That's  enough explaining .Awkwardness:  I have developed an addiction for a certain kind of Japanese cooking. It is the kind where the food is cooked in front of you. I must distinguish between the large tables where strangers all sit , together, around a table which consists of a major hotplate, Teppanyaki I think it's called, and small tables where each little party has his, ok or hers, own small hotplate. It is the latter which has hooked me. I find myself making excuses to be in the area where one of the two extant in London exists.  There is a big disadvantage. Seating is on benches back to back with the next table. Nothing moves. Once you have clambered in, you are marooned until going home time. This is all  very well if you are 25,  or even 40, and flexible. At three score and a lot more than ten, clambering may well  be one of the skills you've left behind. By now I am warned. I have experience. The first time, needing a comfort stop, I went to get up and out to find I couldn't. My foot was trapped inside a sort of trestle arrangement. There was capacity neither to push the table forward nor to push the bench backwards. My companion was too embarrassed to laugh. I was not. Unfortunately, laughing didn't help.  In the end, I turned sideways, lifted one foot on to the bench and managed to get it, from there, over on to the floor.   Can you  picture it? Let's just say  it was possible only because I was not wearing a skirt. Those of you kind enough to keep up will have gathered that I do rather miss the smooth flow of movement I took totally  for granted in my youth and still, in my inner world, expect, now. A glimpse of this old bag lumbering along, swaying from port to starboard, , comes as such a shock I can't actually connect  that shop-window picture with your actual Liz.  Forget Typing.  Forget Computing  It's a course in  Etiquette and Deportment which I need.
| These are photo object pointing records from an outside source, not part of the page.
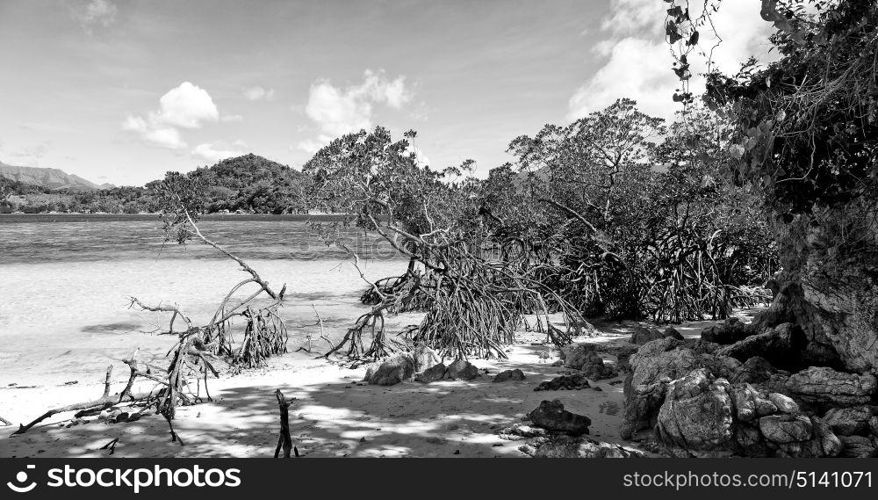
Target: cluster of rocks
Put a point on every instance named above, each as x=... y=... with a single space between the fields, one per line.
x=724 y=394
x=584 y=357
x=422 y=365
x=555 y=432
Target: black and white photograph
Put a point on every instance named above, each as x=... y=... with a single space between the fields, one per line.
x=448 y=229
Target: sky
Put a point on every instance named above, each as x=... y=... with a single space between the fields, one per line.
x=121 y=91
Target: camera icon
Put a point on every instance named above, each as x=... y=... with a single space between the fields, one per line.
x=19 y=485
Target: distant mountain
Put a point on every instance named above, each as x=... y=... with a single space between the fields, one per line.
x=48 y=178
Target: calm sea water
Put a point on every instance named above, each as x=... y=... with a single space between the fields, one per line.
x=66 y=283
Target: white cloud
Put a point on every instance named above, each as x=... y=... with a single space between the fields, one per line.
x=153 y=133
x=215 y=152
x=94 y=12
x=258 y=93
x=185 y=106
x=638 y=61
x=338 y=111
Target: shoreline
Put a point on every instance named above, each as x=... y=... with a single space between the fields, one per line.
x=334 y=413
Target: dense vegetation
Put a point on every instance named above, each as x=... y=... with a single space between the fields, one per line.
x=249 y=184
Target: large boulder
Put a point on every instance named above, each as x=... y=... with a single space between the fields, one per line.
x=697 y=414
x=424 y=358
x=572 y=382
x=563 y=446
x=552 y=416
x=641 y=335
x=509 y=375
x=824 y=387
x=750 y=404
x=462 y=370
x=595 y=368
x=728 y=332
x=432 y=374
x=654 y=365
x=849 y=421
x=584 y=357
x=785 y=428
x=673 y=333
x=393 y=371
x=780 y=345
x=755 y=370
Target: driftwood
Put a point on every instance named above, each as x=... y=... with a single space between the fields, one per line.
x=90 y=407
x=284 y=440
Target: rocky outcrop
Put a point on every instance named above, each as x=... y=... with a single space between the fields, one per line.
x=572 y=382
x=461 y=370
x=424 y=358
x=432 y=374
x=641 y=335
x=777 y=345
x=393 y=371
x=552 y=416
x=584 y=357
x=824 y=387
x=509 y=376
x=697 y=413
x=563 y=446
x=729 y=332
x=654 y=365
x=849 y=421
x=541 y=443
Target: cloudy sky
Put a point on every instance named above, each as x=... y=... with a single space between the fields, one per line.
x=121 y=91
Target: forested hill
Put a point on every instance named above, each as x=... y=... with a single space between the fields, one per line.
x=47 y=178
x=248 y=183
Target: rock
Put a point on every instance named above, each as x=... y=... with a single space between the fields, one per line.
x=571 y=382
x=749 y=441
x=830 y=444
x=823 y=442
x=728 y=332
x=575 y=355
x=784 y=404
x=849 y=421
x=519 y=431
x=552 y=416
x=392 y=371
x=643 y=335
x=432 y=374
x=562 y=446
x=462 y=370
x=785 y=428
x=672 y=333
x=594 y=367
x=755 y=369
x=623 y=357
x=697 y=413
x=641 y=407
x=825 y=387
x=653 y=366
x=700 y=346
x=749 y=403
x=425 y=358
x=779 y=345
x=857 y=447
x=509 y=375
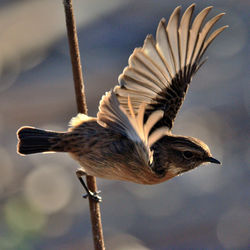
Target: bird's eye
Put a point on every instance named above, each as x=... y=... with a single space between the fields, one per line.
x=188 y=154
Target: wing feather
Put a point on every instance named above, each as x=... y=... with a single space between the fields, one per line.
x=159 y=73
x=113 y=115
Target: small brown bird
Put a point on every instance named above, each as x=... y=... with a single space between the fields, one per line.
x=131 y=137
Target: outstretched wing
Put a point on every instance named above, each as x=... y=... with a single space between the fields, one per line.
x=158 y=74
x=112 y=115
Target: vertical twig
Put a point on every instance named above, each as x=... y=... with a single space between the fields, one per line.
x=82 y=108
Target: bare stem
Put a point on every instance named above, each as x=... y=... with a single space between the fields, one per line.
x=95 y=213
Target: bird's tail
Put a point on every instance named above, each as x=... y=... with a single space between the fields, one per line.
x=32 y=140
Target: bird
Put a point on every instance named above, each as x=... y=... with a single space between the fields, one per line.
x=130 y=139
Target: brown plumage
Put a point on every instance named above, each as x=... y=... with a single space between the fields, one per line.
x=131 y=139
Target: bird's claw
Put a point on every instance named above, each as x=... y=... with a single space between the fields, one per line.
x=94 y=196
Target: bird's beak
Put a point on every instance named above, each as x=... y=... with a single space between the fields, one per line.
x=212 y=160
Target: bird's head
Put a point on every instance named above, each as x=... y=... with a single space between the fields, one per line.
x=179 y=154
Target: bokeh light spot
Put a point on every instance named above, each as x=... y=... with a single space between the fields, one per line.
x=48 y=188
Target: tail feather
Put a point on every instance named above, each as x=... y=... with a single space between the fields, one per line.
x=32 y=140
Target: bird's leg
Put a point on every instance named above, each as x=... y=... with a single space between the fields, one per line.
x=93 y=195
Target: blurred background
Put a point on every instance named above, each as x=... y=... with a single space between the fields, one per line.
x=40 y=197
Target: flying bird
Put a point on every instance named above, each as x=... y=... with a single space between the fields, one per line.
x=131 y=139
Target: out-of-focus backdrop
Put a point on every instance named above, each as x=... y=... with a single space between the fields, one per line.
x=40 y=197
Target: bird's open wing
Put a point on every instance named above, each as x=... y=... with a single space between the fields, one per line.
x=158 y=74
x=112 y=115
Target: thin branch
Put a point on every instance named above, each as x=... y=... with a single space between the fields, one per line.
x=82 y=108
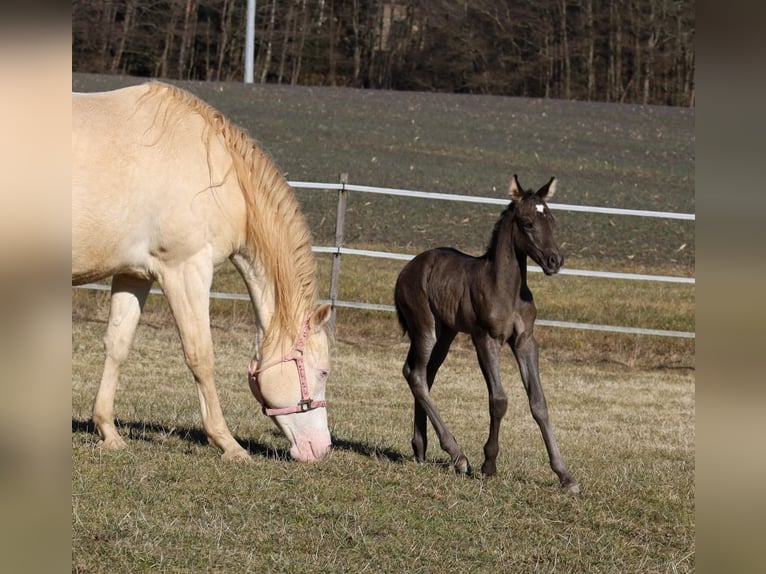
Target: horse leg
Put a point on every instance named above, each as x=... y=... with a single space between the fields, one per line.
x=525 y=350
x=438 y=354
x=415 y=371
x=487 y=350
x=187 y=289
x=127 y=300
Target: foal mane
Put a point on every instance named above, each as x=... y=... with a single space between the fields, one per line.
x=492 y=246
x=277 y=234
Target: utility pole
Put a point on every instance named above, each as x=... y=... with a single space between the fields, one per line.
x=250 y=42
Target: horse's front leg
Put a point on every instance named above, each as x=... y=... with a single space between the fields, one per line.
x=525 y=350
x=487 y=350
x=187 y=290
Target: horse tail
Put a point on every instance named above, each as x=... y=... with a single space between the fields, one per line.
x=402 y=319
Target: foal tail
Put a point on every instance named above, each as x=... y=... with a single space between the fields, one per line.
x=402 y=319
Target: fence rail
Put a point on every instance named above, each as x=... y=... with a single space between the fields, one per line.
x=338 y=250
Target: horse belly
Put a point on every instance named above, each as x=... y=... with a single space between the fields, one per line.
x=141 y=200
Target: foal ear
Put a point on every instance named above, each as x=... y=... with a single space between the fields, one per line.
x=547 y=191
x=514 y=190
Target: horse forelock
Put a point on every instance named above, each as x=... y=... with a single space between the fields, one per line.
x=276 y=233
Nos da.

Sunday, 13 May 2012

Mistakes: with paragraphs omitted, perforce

Just to bring you up to date on the situation described in "Bells", the previous post, I still can't make paragraphs, and the tinnitus has become part of my life so I am less aware of it. It's like being in an airconditioned room: after a while, you don't notice the hum. The other point is that I have re-thought the touch-typing thing. I realised that parking fines and fees for the course were totally without connection. It was a sort of punishment for having incurred the fines to make myself pay a similar amount: the kind of inverted logic that has played rather too large a part in my life. The Father of my Children used to say I had a 'rent box' mentality. I think he meant, money I had put aside in one tin couldn't be used to pay a debt due from another. The above logic - if you can call it logic - would have been a related example of the phenomenon. Anyway, I have found a course that, realistically, I can afford and I am really looking forward to having another arrow in my quiver in the fight against the Wizard of Cyberspace and his acolyte, the cursor. ( Picture a paragraph here, please.)
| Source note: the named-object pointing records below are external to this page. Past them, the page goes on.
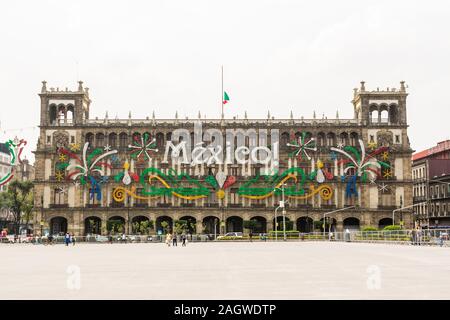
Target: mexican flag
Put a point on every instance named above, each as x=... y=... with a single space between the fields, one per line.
x=226 y=98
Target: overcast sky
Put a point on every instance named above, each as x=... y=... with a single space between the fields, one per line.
x=278 y=55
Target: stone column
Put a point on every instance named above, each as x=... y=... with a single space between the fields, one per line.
x=199 y=227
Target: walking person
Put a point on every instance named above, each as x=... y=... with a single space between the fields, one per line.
x=67 y=238
x=419 y=235
x=50 y=239
x=168 y=239
x=174 y=240
x=414 y=236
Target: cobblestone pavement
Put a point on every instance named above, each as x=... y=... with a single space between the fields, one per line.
x=292 y=270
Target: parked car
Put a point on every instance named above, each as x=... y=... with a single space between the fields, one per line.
x=100 y=238
x=231 y=234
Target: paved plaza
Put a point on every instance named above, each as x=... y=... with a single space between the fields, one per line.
x=292 y=270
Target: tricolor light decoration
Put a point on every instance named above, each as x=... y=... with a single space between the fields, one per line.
x=89 y=164
x=142 y=146
x=226 y=98
x=15 y=149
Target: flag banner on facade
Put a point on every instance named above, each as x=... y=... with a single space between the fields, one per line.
x=226 y=98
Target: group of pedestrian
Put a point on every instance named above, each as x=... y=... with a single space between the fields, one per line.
x=68 y=238
x=416 y=236
x=174 y=240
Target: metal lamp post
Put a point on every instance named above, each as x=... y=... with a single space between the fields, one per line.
x=334 y=211
x=42 y=214
x=282 y=206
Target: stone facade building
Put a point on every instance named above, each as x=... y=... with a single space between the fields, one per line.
x=431 y=186
x=317 y=159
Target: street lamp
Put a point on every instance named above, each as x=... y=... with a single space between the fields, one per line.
x=282 y=206
x=42 y=214
x=334 y=211
x=403 y=208
x=429 y=200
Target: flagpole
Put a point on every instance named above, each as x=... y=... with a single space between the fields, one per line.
x=221 y=98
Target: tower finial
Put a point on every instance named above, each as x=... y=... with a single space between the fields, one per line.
x=363 y=87
x=44 y=86
x=402 y=86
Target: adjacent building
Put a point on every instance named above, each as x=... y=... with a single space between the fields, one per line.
x=431 y=190
x=95 y=173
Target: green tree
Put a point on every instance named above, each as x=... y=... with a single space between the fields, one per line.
x=166 y=227
x=184 y=226
x=252 y=224
x=18 y=199
x=115 y=226
x=142 y=227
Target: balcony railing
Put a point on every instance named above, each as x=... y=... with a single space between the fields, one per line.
x=93 y=205
x=387 y=207
x=188 y=204
x=117 y=205
x=328 y=206
x=211 y=205
x=58 y=205
x=258 y=205
x=164 y=205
 I experienced a strange happenning after "Bells". A well-meaning friend moved the blogpost to her personal email and edited it. In spite of being one of the people on 'alert- to- a- new-post' list who were warned there was a problem making paragraphs on the newly designed blog site, she told me the post needed paragraphs and broke it up for me, to show me how. As it happens, the breaks she made were more to do with the number of inches and appearance than the sense of what was going on so not at all helpful. There was also a degree of misunderstanding. She assumed my system underlined typos in red. It doesn't, so I have to do some careful proof-reading to deal with mistakes. Clearly, it's not careful enough and she was, as she said, itching to put it right. I felt just as if she had told me my baby's nappy was on upside down and that there was gin in the bottle insead of water. Now, honestly, wouldn't you have felt like that, too? Friendship is about ignoring gin-fed babies - or telling you about it: discuss. As it happens, one of my babies did experience such a mistake. On a boat on a river at a lock, all the adults busy with ropes and engines and what it takes to get a boat through, this two-year-old helped herself to a tall glass of clear fluid standing, momentarily unsupervised - both the glass and the child - on a surface at her eye level. Before you could say "what the H... has she got in her hand?" she had downed the lot: (gin and tonic, of course, with a slice of lemon. What did you imagine?) Dear Reader, she was transformed, there and then, in to a clock-work mouse who did not wind down, I swear, for twenty four hours. Father, brother, baby sister and visiting adult cousin, whose glass it had been, slept the night through. Mother kept vigil while two-year-old buzzed and ricoched around a small river cruiser and finally collapsed in an exhausted heap the next day. No, sit down; it is too late to call Social Services. She is in her forties. None the worse for it unless you want to count rather too great an on-going fondness for the Demon Drink. A word of elucidation for kind readers over the Pond: in UK English, "momentarily" means "for the moment". I understand that in US English, it means "in a moment". When I travelled to the United States with that same child, by then a teen-ager, she was somewhat alarmed to hear the Captain of the flight announce that we would be taking off "momentarily". (See above re paragraph).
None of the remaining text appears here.